Metadata-Version: 2.3
Name: chrontext
Version: 0.9.7
Classifier: Development Status :: 4 - Beta
Classifier: License :: OSI Approved :: Apache Software License
Classifier: Programming Language :: Python :: 3 :: Only
Classifier: Programming Language :: Python :: 3.9
Classifier: Programming Language :: Python :: 3.10
Classifier: Programming Language :: Python :: 3.11
Classifier: Programming Language :: Rust
Classifier: Topic :: Database :: Database Engines/Servers
Classifier: Topic :: Scientific/Engineering
Requires-Dist: polars >=0.20.2
Requires-Dist: pyarrow >=7.0.0
Requires-Dist: pandas
Requires-Dist: sqlalchemy >=2.0.31
Requires-Dist: sqlalchemy-bigquery ==1.11.0
Requires-Dist: databricks-sql-connector >=3.3.0
License-File: LICENSE
Summary: Hybrid SPARQL query engine for timeseries data
Keywords: rdf,graph,arrow,sparql,timeseries
Author-email: Magnus Bakken <magnus@data-treehouse.com>
Requires-Python: >=3.9
Description-Content-Type: text/markdown; charset=UTF-8; variant=GFM
Project-URL: Homepage, https://github.com/DataTreehouse/chrontext
Project-URL: Documentation, https://datatreehouse.github.io/chrontext/chrontext/chrontext.html
Project-URL: Repository, https://github.com/DataTreehouse/chrontext
Project-URL: Changelog, https://github.com/DataTreehouse/chrontext/releases

# chrontext: High-performance hybrid query engine for knowledge graphs and analytical data (e.g. time-series)
Chrontext allows you to use your knowledge graph to access large amounts of time-series or other analytical data. It uses a commodity SPARQL Triplestore and your existing data storage infrastructure.
It currently supports time-series stored in a PostgreSQL-compatible Database such as DuckDB, Google Cloud BigQuery (SQL) and OPC UA HA, but can easily be extended to other APIs and databases.
![Chrontext Architecture](doc/chrontext_arch.png)

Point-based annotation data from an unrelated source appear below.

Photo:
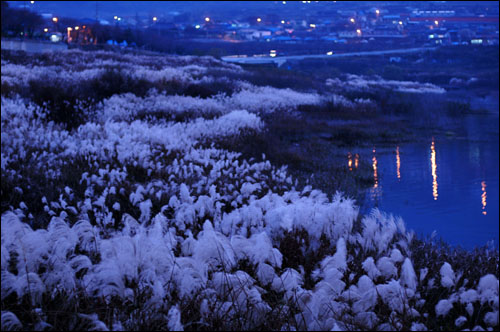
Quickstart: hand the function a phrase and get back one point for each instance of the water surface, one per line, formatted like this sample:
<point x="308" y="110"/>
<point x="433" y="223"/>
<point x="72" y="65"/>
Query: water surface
<point x="446" y="185"/>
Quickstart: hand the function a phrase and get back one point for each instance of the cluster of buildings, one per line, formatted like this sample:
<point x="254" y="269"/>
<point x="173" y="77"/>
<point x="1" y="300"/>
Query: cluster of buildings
<point x="301" y="22"/>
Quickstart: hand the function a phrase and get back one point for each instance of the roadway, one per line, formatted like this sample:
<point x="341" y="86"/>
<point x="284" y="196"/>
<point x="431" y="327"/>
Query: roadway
<point x="279" y="60"/>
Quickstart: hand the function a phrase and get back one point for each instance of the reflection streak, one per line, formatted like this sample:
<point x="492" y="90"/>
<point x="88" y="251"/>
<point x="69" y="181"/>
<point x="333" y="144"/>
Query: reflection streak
<point x="434" y="173"/>
<point x="398" y="163"/>
<point x="483" y="196"/>
<point x="374" y="164"/>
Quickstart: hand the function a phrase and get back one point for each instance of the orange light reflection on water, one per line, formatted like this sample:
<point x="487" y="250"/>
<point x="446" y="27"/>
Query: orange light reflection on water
<point x="398" y="163"/>
<point x="483" y="196"/>
<point x="433" y="170"/>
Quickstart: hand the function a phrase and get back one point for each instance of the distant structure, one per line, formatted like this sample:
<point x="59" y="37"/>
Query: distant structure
<point x="81" y="36"/>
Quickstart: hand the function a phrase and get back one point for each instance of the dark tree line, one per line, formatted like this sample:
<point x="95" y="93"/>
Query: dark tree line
<point x="20" y="22"/>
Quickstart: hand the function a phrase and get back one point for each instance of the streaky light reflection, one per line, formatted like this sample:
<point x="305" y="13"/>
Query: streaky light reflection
<point x="483" y="196"/>
<point x="398" y="163"/>
<point x="433" y="169"/>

Chrontext forms a semantic layer that allows self-service data access, abstracting away technical infrastructure. 
Users can create query-based inputs for data products, that maintains these data products as the knowledge graph is maintained, and that can be deployed across heterogeneous on-premise and cloud infrastructures with the same API. 

Chrontext is a high-performance Python library built in Rust using [Polars](https://www.pola.rs/), and relies heavily on packages from the [Oxigraph](https://github.com/oxigraph/oxigraph) project. 
Chrontext works with [Apache Arrow](https://arrow.apache.org/), prefers time-series transport using [Apache Arrow Flight](https://arrow.apache.org/docs/format/Flight.html) and delivers results as [Polars](https://www.pola.rs/) DataFrames.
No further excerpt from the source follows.